Украшенные рогами самцы один за другим огибали по карнизу темный крутой бок горы, осторожно ступая по следам предшественников.
Но не эти суровые сцены из жизни дикой природы нравились Крису больше всего. Он любит рыжевато-коричневые тона. Как раз в таких тонах и был выдержан вид, открывавшийся на залитой солнцем низине у озера, к востоку от нас. Десятки оленей задерживались там для кормежки. Их рыжеватые тела сливались с рыжеватой тундрой и тепло окрашенным воздухом в волшебно ровную по колориту картину, напоминавшую видение рая.
На следующее утро вся эта специфическая, порожденная повышенной влажностью красота исчезла. Воздух был чист, мягок и свеж. Олени проходили мимо нас несколько дней, возвращаясь на юг, в горы. Лишь потом нам пришло в голову, что в других местах они, должно быть, шли куда более многочисленным потоком.
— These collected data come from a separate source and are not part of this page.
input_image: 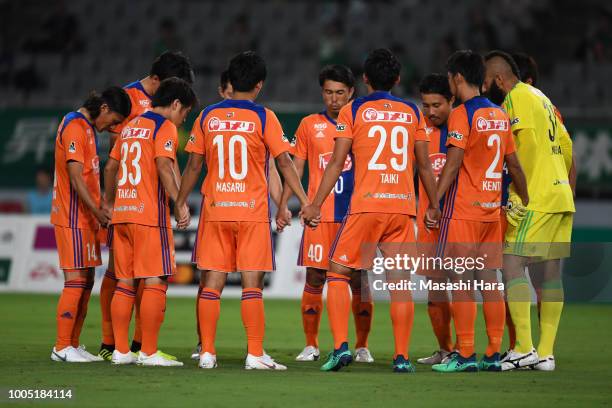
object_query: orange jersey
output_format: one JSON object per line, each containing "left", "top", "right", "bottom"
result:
{"left": 51, "top": 111, "right": 101, "bottom": 230}
{"left": 417, "top": 119, "right": 448, "bottom": 218}
{"left": 109, "top": 81, "right": 152, "bottom": 136}
{"left": 109, "top": 111, "right": 178, "bottom": 228}
{"left": 293, "top": 111, "right": 353, "bottom": 222}
{"left": 335, "top": 91, "right": 428, "bottom": 215}
{"left": 443, "top": 96, "right": 516, "bottom": 222}
{"left": 186, "top": 99, "right": 291, "bottom": 222}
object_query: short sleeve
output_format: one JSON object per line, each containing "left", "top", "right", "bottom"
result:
{"left": 503, "top": 90, "right": 533, "bottom": 133}
{"left": 446, "top": 107, "right": 470, "bottom": 150}
{"left": 62, "top": 123, "right": 86, "bottom": 163}
{"left": 109, "top": 136, "right": 121, "bottom": 161}
{"left": 292, "top": 118, "right": 309, "bottom": 160}
{"left": 414, "top": 108, "right": 429, "bottom": 142}
{"left": 185, "top": 111, "right": 206, "bottom": 155}
{"left": 154, "top": 121, "right": 178, "bottom": 160}
{"left": 262, "top": 109, "right": 291, "bottom": 158}
{"left": 334, "top": 104, "right": 353, "bottom": 140}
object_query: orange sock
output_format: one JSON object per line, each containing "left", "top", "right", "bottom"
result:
{"left": 452, "top": 295, "right": 476, "bottom": 358}
{"left": 198, "top": 288, "right": 221, "bottom": 355}
{"left": 100, "top": 271, "right": 117, "bottom": 345}
{"left": 351, "top": 288, "right": 373, "bottom": 349}
{"left": 111, "top": 282, "right": 136, "bottom": 354}
{"left": 482, "top": 298, "right": 505, "bottom": 357}
{"left": 301, "top": 284, "right": 323, "bottom": 347}
{"left": 55, "top": 275, "right": 87, "bottom": 350}
{"left": 71, "top": 280, "right": 93, "bottom": 347}
{"left": 132, "top": 281, "right": 144, "bottom": 347}
{"left": 140, "top": 284, "right": 167, "bottom": 356}
{"left": 326, "top": 273, "right": 351, "bottom": 349}
{"left": 196, "top": 285, "right": 203, "bottom": 343}
{"left": 390, "top": 300, "right": 414, "bottom": 358}
{"left": 427, "top": 301, "right": 453, "bottom": 352}
{"left": 241, "top": 288, "right": 265, "bottom": 357}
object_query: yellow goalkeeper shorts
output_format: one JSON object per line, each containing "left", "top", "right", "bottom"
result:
{"left": 504, "top": 210, "right": 573, "bottom": 259}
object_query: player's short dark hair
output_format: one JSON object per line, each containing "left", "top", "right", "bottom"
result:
{"left": 446, "top": 50, "right": 485, "bottom": 88}
{"left": 484, "top": 50, "right": 521, "bottom": 79}
{"left": 319, "top": 64, "right": 355, "bottom": 88}
{"left": 150, "top": 51, "right": 195, "bottom": 84}
{"left": 228, "top": 51, "right": 267, "bottom": 92}
{"left": 151, "top": 77, "right": 198, "bottom": 109}
{"left": 419, "top": 73, "right": 453, "bottom": 101}
{"left": 511, "top": 52, "right": 539, "bottom": 86}
{"left": 220, "top": 69, "right": 230, "bottom": 91}
{"left": 83, "top": 86, "right": 131, "bottom": 120}
{"left": 363, "top": 48, "right": 401, "bottom": 91}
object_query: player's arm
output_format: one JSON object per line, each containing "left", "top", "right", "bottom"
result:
{"left": 505, "top": 153, "right": 529, "bottom": 206}
{"left": 103, "top": 157, "right": 119, "bottom": 212}
{"left": 436, "top": 146, "right": 464, "bottom": 202}
{"left": 415, "top": 140, "right": 441, "bottom": 228}
{"left": 275, "top": 152, "right": 309, "bottom": 206}
{"left": 67, "top": 161, "right": 109, "bottom": 226}
{"left": 276, "top": 156, "right": 305, "bottom": 231}
{"left": 156, "top": 157, "right": 180, "bottom": 202}
{"left": 268, "top": 157, "right": 282, "bottom": 207}
{"left": 559, "top": 124, "right": 577, "bottom": 197}
{"left": 175, "top": 152, "right": 204, "bottom": 228}
{"left": 301, "top": 138, "right": 351, "bottom": 225}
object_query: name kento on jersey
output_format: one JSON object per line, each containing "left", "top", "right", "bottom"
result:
{"left": 482, "top": 180, "right": 502, "bottom": 191}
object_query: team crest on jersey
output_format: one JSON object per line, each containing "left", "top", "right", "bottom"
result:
{"left": 226, "top": 112, "right": 234, "bottom": 118}
{"left": 449, "top": 131, "right": 463, "bottom": 141}
{"left": 68, "top": 141, "right": 76, "bottom": 153}
{"left": 164, "top": 140, "right": 173, "bottom": 152}
{"left": 314, "top": 122, "right": 327, "bottom": 131}
{"left": 208, "top": 117, "right": 255, "bottom": 133}
{"left": 362, "top": 108, "right": 412, "bottom": 123}
{"left": 384, "top": 103, "right": 392, "bottom": 108}
{"left": 318, "top": 152, "right": 352, "bottom": 172}
{"left": 476, "top": 117, "right": 508, "bottom": 132}
{"left": 122, "top": 127, "right": 151, "bottom": 140}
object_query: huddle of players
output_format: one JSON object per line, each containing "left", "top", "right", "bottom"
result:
{"left": 49, "top": 46, "right": 574, "bottom": 372}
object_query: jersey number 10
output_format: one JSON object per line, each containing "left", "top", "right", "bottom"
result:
{"left": 213, "top": 134, "right": 248, "bottom": 180}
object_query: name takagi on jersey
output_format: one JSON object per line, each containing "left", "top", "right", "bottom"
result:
{"left": 362, "top": 108, "right": 413, "bottom": 123}
{"left": 208, "top": 117, "right": 256, "bottom": 133}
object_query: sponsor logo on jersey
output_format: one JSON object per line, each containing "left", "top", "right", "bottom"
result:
{"left": 362, "top": 108, "right": 413, "bottom": 123}
{"left": 510, "top": 117, "right": 520, "bottom": 126}
{"left": 91, "top": 156, "right": 100, "bottom": 173}
{"left": 449, "top": 131, "right": 463, "bottom": 141}
{"left": 282, "top": 133, "right": 296, "bottom": 146}
{"left": 314, "top": 122, "right": 327, "bottom": 131}
{"left": 139, "top": 98, "right": 150, "bottom": 107}
{"left": 208, "top": 117, "right": 255, "bottom": 133}
{"left": 68, "top": 141, "right": 76, "bottom": 153}
{"left": 476, "top": 117, "right": 509, "bottom": 132}
{"left": 318, "top": 152, "right": 353, "bottom": 171}
{"left": 121, "top": 127, "right": 151, "bottom": 140}
{"left": 429, "top": 153, "right": 446, "bottom": 176}
{"left": 164, "top": 140, "right": 173, "bottom": 152}
{"left": 189, "top": 134, "right": 196, "bottom": 143}
{"left": 336, "top": 123, "right": 346, "bottom": 131}
{"left": 425, "top": 126, "right": 434, "bottom": 135}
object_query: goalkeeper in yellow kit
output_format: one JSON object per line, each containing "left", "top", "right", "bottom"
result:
{"left": 483, "top": 51, "right": 575, "bottom": 371}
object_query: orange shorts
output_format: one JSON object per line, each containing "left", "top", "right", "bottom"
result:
{"left": 192, "top": 221, "right": 274, "bottom": 272}
{"left": 97, "top": 226, "right": 112, "bottom": 248}
{"left": 416, "top": 220, "right": 444, "bottom": 278}
{"left": 112, "top": 223, "right": 176, "bottom": 279}
{"left": 330, "top": 213, "right": 416, "bottom": 270}
{"left": 298, "top": 222, "right": 341, "bottom": 270}
{"left": 436, "top": 218, "right": 502, "bottom": 270}
{"left": 54, "top": 226, "right": 101, "bottom": 270}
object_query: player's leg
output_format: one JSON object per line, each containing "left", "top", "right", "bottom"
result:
{"left": 70, "top": 267, "right": 100, "bottom": 361}
{"left": 191, "top": 272, "right": 207, "bottom": 361}
{"left": 296, "top": 267, "right": 325, "bottom": 361}
{"left": 99, "top": 249, "right": 117, "bottom": 360}
{"left": 130, "top": 280, "right": 144, "bottom": 353}
{"left": 197, "top": 270, "right": 226, "bottom": 368}
{"left": 475, "top": 268, "right": 505, "bottom": 371}
{"left": 418, "top": 276, "right": 453, "bottom": 364}
{"left": 533, "top": 259, "right": 563, "bottom": 371}
{"left": 350, "top": 269, "right": 374, "bottom": 363}
{"left": 98, "top": 226, "right": 116, "bottom": 360}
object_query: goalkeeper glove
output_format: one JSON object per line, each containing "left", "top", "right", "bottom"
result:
{"left": 505, "top": 199, "right": 528, "bottom": 227}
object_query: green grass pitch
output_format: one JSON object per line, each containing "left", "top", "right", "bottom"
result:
{"left": 1, "top": 294, "right": 611, "bottom": 407}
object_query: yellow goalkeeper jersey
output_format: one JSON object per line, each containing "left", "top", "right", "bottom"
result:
{"left": 503, "top": 82, "right": 575, "bottom": 214}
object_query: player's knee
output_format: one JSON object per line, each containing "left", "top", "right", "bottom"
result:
{"left": 306, "top": 268, "right": 326, "bottom": 287}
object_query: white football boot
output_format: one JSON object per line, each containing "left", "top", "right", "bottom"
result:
{"left": 191, "top": 343, "right": 202, "bottom": 361}
{"left": 198, "top": 352, "right": 217, "bottom": 369}
{"left": 417, "top": 350, "right": 451, "bottom": 365}
{"left": 295, "top": 346, "right": 320, "bottom": 361}
{"left": 51, "top": 346, "right": 90, "bottom": 363}
{"left": 533, "top": 355, "right": 555, "bottom": 371}
{"left": 245, "top": 353, "right": 287, "bottom": 370}
{"left": 501, "top": 348, "right": 539, "bottom": 371}
{"left": 76, "top": 345, "right": 104, "bottom": 362}
{"left": 111, "top": 349, "right": 137, "bottom": 365}
{"left": 137, "top": 351, "right": 184, "bottom": 367}
{"left": 354, "top": 347, "right": 374, "bottom": 363}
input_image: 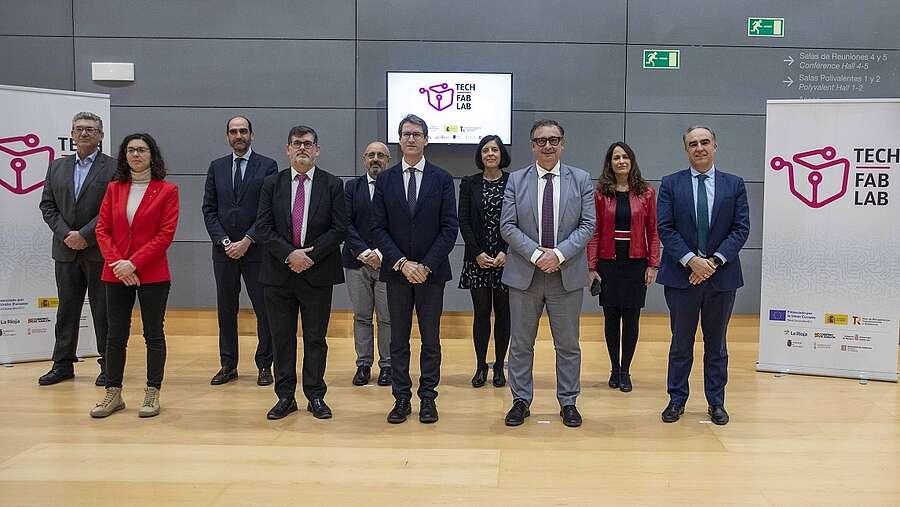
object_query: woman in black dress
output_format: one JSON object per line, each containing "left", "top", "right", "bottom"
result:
{"left": 586, "top": 142, "right": 659, "bottom": 392}
{"left": 458, "top": 135, "right": 511, "bottom": 388}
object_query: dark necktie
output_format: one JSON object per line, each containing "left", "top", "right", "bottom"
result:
{"left": 541, "top": 173, "right": 555, "bottom": 248}
{"left": 233, "top": 158, "right": 244, "bottom": 193}
{"left": 292, "top": 173, "right": 307, "bottom": 247}
{"left": 696, "top": 173, "right": 709, "bottom": 256}
{"left": 406, "top": 167, "right": 417, "bottom": 215}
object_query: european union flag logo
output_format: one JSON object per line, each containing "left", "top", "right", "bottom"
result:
{"left": 769, "top": 309, "right": 787, "bottom": 321}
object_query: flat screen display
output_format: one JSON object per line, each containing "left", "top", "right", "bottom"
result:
{"left": 386, "top": 71, "right": 512, "bottom": 145}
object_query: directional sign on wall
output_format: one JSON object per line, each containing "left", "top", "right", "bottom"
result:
{"left": 642, "top": 49, "right": 680, "bottom": 69}
{"left": 748, "top": 17, "right": 785, "bottom": 37}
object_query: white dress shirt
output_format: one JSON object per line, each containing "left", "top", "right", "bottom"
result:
{"left": 290, "top": 166, "right": 315, "bottom": 247}
{"left": 531, "top": 161, "right": 566, "bottom": 265}
{"left": 358, "top": 173, "right": 382, "bottom": 262}
{"left": 232, "top": 147, "right": 252, "bottom": 180}
{"left": 401, "top": 156, "right": 425, "bottom": 201}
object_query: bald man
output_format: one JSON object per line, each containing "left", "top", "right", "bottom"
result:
{"left": 341, "top": 142, "right": 393, "bottom": 387}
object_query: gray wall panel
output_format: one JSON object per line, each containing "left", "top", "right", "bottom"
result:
{"left": 626, "top": 46, "right": 900, "bottom": 115}
{"left": 356, "top": 109, "right": 624, "bottom": 178}
{"left": 628, "top": 0, "right": 900, "bottom": 49}
{"left": 0, "top": 0, "right": 71, "bottom": 36}
{"left": 74, "top": 0, "right": 355, "bottom": 39}
{"left": 109, "top": 107, "right": 356, "bottom": 177}
{"left": 625, "top": 113, "right": 766, "bottom": 181}
{"left": 0, "top": 36, "right": 73, "bottom": 90}
{"left": 358, "top": 0, "right": 627, "bottom": 43}
{"left": 356, "top": 41, "right": 625, "bottom": 111}
{"left": 75, "top": 38, "right": 356, "bottom": 107}
{"left": 168, "top": 175, "right": 207, "bottom": 243}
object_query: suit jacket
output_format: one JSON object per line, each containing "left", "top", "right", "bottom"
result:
{"left": 500, "top": 163, "right": 596, "bottom": 292}
{"left": 95, "top": 179, "right": 180, "bottom": 283}
{"left": 39, "top": 152, "right": 116, "bottom": 262}
{"left": 255, "top": 166, "right": 346, "bottom": 287}
{"left": 341, "top": 174, "right": 378, "bottom": 269}
{"left": 201, "top": 151, "right": 278, "bottom": 262}
{"left": 586, "top": 186, "right": 660, "bottom": 268}
{"left": 458, "top": 171, "right": 509, "bottom": 262}
{"left": 656, "top": 168, "right": 750, "bottom": 291}
{"left": 371, "top": 160, "right": 458, "bottom": 285}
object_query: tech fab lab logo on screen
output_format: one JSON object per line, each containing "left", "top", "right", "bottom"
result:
{"left": 0, "top": 133, "right": 55, "bottom": 195}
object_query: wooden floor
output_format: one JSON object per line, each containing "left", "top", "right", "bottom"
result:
{"left": 1, "top": 312, "right": 898, "bottom": 506}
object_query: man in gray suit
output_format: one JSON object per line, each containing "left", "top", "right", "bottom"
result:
{"left": 500, "top": 119, "right": 595, "bottom": 427}
{"left": 38, "top": 112, "right": 116, "bottom": 386}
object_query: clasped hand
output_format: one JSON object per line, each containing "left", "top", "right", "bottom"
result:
{"left": 287, "top": 247, "right": 315, "bottom": 273}
{"left": 109, "top": 259, "right": 140, "bottom": 286}
{"left": 687, "top": 256, "right": 716, "bottom": 285}
{"left": 401, "top": 261, "right": 429, "bottom": 284}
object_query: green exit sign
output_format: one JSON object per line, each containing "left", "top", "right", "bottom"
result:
{"left": 642, "top": 49, "right": 680, "bottom": 69}
{"left": 748, "top": 17, "right": 784, "bottom": 37}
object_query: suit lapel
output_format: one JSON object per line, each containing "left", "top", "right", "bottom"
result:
{"left": 557, "top": 164, "right": 571, "bottom": 228}
{"left": 682, "top": 169, "right": 697, "bottom": 228}
{"left": 392, "top": 166, "right": 411, "bottom": 219}
{"left": 472, "top": 175, "right": 484, "bottom": 217}
{"left": 131, "top": 179, "right": 162, "bottom": 227}
{"left": 76, "top": 154, "right": 103, "bottom": 203}
{"left": 524, "top": 165, "right": 539, "bottom": 227}
{"left": 709, "top": 169, "right": 725, "bottom": 228}
{"left": 306, "top": 168, "right": 324, "bottom": 227}
{"left": 279, "top": 169, "right": 293, "bottom": 225}
{"left": 63, "top": 156, "right": 77, "bottom": 203}
{"left": 413, "top": 164, "right": 437, "bottom": 218}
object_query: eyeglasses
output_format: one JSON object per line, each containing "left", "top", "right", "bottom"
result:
{"left": 73, "top": 126, "right": 99, "bottom": 135}
{"left": 400, "top": 132, "right": 424, "bottom": 140}
{"left": 289, "top": 140, "right": 316, "bottom": 149}
{"left": 126, "top": 147, "right": 149, "bottom": 155}
{"left": 364, "top": 152, "right": 389, "bottom": 159}
{"left": 531, "top": 136, "right": 562, "bottom": 147}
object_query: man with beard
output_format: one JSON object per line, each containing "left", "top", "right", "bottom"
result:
{"left": 255, "top": 125, "right": 346, "bottom": 420}
{"left": 342, "top": 141, "right": 393, "bottom": 387}
{"left": 202, "top": 116, "right": 278, "bottom": 387}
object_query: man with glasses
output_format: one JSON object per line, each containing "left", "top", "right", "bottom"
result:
{"left": 499, "top": 119, "right": 595, "bottom": 428}
{"left": 342, "top": 141, "right": 393, "bottom": 387}
{"left": 202, "top": 116, "right": 278, "bottom": 387}
{"left": 656, "top": 126, "right": 749, "bottom": 426}
{"left": 255, "top": 125, "right": 346, "bottom": 420}
{"left": 38, "top": 112, "right": 116, "bottom": 386}
{"left": 371, "top": 114, "right": 458, "bottom": 424}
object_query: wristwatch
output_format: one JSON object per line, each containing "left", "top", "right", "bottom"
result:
{"left": 221, "top": 238, "right": 232, "bottom": 248}
{"left": 710, "top": 255, "right": 723, "bottom": 267}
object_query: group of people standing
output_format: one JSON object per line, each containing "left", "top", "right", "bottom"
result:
{"left": 37, "top": 111, "right": 749, "bottom": 427}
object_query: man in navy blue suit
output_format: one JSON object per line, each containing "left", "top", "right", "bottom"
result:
{"left": 371, "top": 114, "right": 458, "bottom": 424}
{"left": 342, "top": 141, "right": 392, "bottom": 388}
{"left": 656, "top": 126, "right": 750, "bottom": 426}
{"left": 202, "top": 116, "right": 278, "bottom": 387}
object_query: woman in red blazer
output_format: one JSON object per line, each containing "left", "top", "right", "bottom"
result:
{"left": 586, "top": 142, "right": 659, "bottom": 393}
{"left": 91, "top": 133, "right": 179, "bottom": 419}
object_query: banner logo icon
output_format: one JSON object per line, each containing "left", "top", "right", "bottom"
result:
{"left": 418, "top": 83, "right": 454, "bottom": 111}
{"left": 0, "top": 133, "right": 55, "bottom": 195}
{"left": 770, "top": 146, "right": 850, "bottom": 208}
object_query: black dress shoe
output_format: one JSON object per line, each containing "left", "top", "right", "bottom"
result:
{"left": 560, "top": 405, "right": 582, "bottom": 427}
{"left": 267, "top": 398, "right": 298, "bottom": 420}
{"left": 708, "top": 405, "right": 730, "bottom": 425}
{"left": 257, "top": 367, "right": 274, "bottom": 386}
{"left": 210, "top": 367, "right": 237, "bottom": 385}
{"left": 661, "top": 402, "right": 685, "bottom": 423}
{"left": 608, "top": 369, "right": 620, "bottom": 389}
{"left": 94, "top": 371, "right": 107, "bottom": 387}
{"left": 419, "top": 399, "right": 439, "bottom": 423}
{"left": 307, "top": 398, "right": 333, "bottom": 419}
{"left": 492, "top": 366, "right": 506, "bottom": 388}
{"left": 352, "top": 365, "right": 371, "bottom": 386}
{"left": 38, "top": 368, "right": 74, "bottom": 386}
{"left": 504, "top": 399, "right": 530, "bottom": 427}
{"left": 471, "top": 364, "right": 488, "bottom": 388}
{"left": 387, "top": 398, "right": 412, "bottom": 424}
{"left": 619, "top": 372, "right": 632, "bottom": 393}
{"left": 377, "top": 367, "right": 392, "bottom": 386}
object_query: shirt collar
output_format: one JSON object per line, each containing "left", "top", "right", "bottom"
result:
{"left": 366, "top": 173, "right": 377, "bottom": 185}
{"left": 233, "top": 147, "right": 252, "bottom": 163}
{"left": 402, "top": 156, "right": 426, "bottom": 172}
{"left": 690, "top": 165, "right": 716, "bottom": 178}
{"left": 76, "top": 149, "right": 99, "bottom": 166}
{"left": 291, "top": 165, "right": 315, "bottom": 181}
{"left": 536, "top": 160, "right": 561, "bottom": 177}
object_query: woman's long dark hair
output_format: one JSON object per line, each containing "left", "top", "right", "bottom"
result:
{"left": 113, "top": 133, "right": 167, "bottom": 182}
{"left": 596, "top": 141, "right": 648, "bottom": 196}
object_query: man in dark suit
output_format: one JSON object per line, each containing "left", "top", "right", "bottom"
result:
{"left": 371, "top": 114, "right": 458, "bottom": 424}
{"left": 202, "top": 116, "right": 278, "bottom": 387}
{"left": 656, "top": 126, "right": 750, "bottom": 426}
{"left": 255, "top": 125, "right": 346, "bottom": 420}
{"left": 342, "top": 141, "right": 392, "bottom": 387}
{"left": 38, "top": 112, "right": 116, "bottom": 386}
Все это время я с нетерпением ждала нашего первого, считая с начала ледолома, контакта с внешним миром – прибытия самолета 3 июля. Но тут произошли два прямо-таки фантастических события, заставивших нас почти полностью забыть обо всем остальном.
Однажды вечером, часов около десяти, в тундре, которая, словно сцена, была освещена низким солнцем, показался чужой волк и издал траурный крик.
Чужак остановился на горном отроге к востоку от нас и стал смотреть в нашу сторону. Когда Курок и Леди подбежали к нему, он укусил в бок сперва одного, потом другого. Дело в том, что при встрече волки соблюдают известную сдержанность, имеют свой церемониал, а Курок и Леди пренебрегли им. Затем чужак приветствовал Курка и Леди бесконечными глиссе взад и вперед.
Это был поразительно красивый волк с рыжевато-коричневым телом и широкой серебристой горжеткой, отороченной угольно-черной каймой. Крис назвал его Серебряная грива. Ночью он охотился вместе с Курком и Леди, днем отдыхал на холме на склоне горной гряды, господствовавшей над лагерем, в четверти мили от нас.